We started in 2008 by forming a market garden and high tunnel production, establishing some water catchments, and have continued to expand our permacultural and agricultural educational exposures, water catchments, tree plantings, animal systems, and management structures from there. We raise Nigerian Dwarf goats, chickens and ducks, grow produce almost four seasons of the year, and market various crops and goods mostly to the Bozeman area. We’ve used Holistic Management principles and practices increasingly over the years, both for our livestock and pastures, but also for our broader business. Currently we are in the thick of food safety systems creation, maintaining a busy production schedule, and fitting in work on our orchard areas and other tree and shrub plantings.
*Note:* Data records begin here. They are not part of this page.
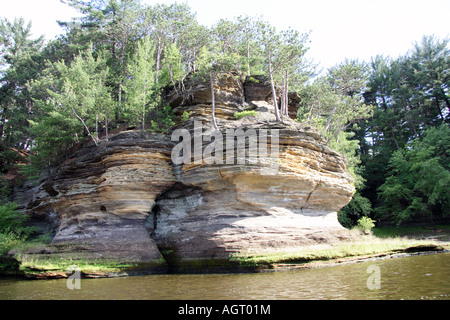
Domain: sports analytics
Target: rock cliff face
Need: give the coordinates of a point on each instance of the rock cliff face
(127, 200)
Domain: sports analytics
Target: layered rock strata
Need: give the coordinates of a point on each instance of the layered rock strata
(127, 200)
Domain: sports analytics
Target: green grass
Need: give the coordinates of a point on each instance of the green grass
(30, 263)
(369, 247)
The overall vision for our property can generally be described as a sustained effort to expand land regeneration in increasing ripples to and beyond our boundaries to the greatest extent we are able in whatever form continuing to achieve our economic goals takes as we evolve, recognizing that we are on a multi-decade trajectory in a landscape with inherent limitations. At minimum, our goal is to provide a healthy and secure and happy livelihood for our family, while having a positive impact on water harvesting and biodiversity.
4) What advice would you give a budding permaculturist/gardener/farmer?
Do whatever it takes to get your hands dirty, learn from your experience and observation, but spend sustained quality time learning from folks with real-life expertise before setting up your own business, whether it’s through internships on farms or permaculture sites, or by working in the landscaping, construction or nursery trades, or all of the above. Take business planning courses. Learn to constantly observe and assess details. Assess early and often your skills and shortcomings, and adjust your endeavors accordingly. Plan to constantly improve your communications skills. Devour books, but spend more time doing. Learn budgeting and money management and recordkeeping, stay nimble and creative, use what you have, be bold but stay extremely well-organized. Desire to master horticultural and livestock skills, so that the repetitive physical labor challenges can be overcome. Keep it real, sometimes the best skill is having common sense. Keep going. Evolve. Adapt. Be in the garden as much as possible, but also know when to rest.